Fe,Cu-codoped metal-nitrogen-carbon catalysts with high selectivity and stability for the oxygen reduction reaction

Metal-nitrogen-carbon materials (M-N-C) are non-noble-metal-based alternatives to platinum-based catalysts and have attracted tremendous attention due to their low-cost, high abundance, and efficient catalytic performance towards the oxygen reduction reaction (ORR). Among them, Fe-based materials show remarkable ORR activity, but they are limited by low selectivity and low stability. To address these issues, herein, we have synthesized FeCu-based M-N-C catalysts, inspired by the bimetal center of cytochrome c oxidase (CcO). In acidic media, the selectivity was notably improved compared with Fe-based materials, with peroxide yields less than 1.2% (<1/3 of the hydrogen peroxide yields of Fe-N-C catalysts).

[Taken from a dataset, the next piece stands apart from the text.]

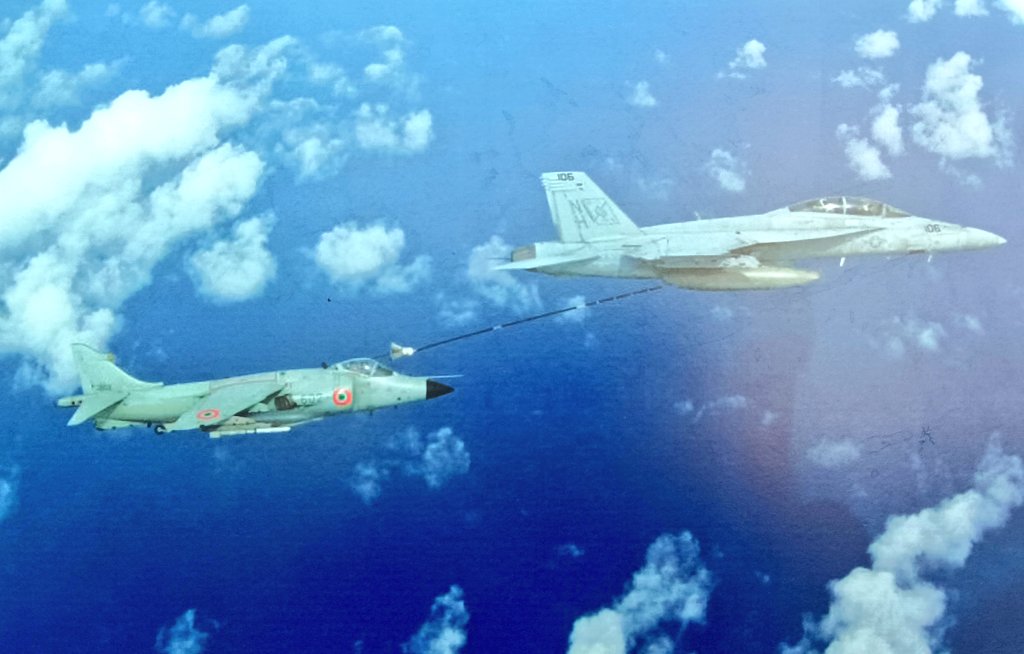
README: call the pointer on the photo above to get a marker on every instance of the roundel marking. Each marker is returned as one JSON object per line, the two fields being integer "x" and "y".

In addition to Cu-N-C catalysts which can catalytically reduce hydrogen peroxide, the reduction current of hydrogen peroxide using FeCu-N-C-20 exceeded that of Fe-N-C by about 6% when the potential was greater than 0.4 V. Furthermore, FeCu-based M-N-C catalysts suffered from only a 15 mV attenuation in their half-wave potentials after 10,000 cycles of accelerated degradation tests (ADT), while there was a 30 mV negative shift for Fe-N-C. Therefore, we propose that the H₂O₂ released from Fe-N_x sites or N-doped carbon sites would be reduced by adjacent Cu-N_x sites, resulting in low H₂O₂ yields and high stability.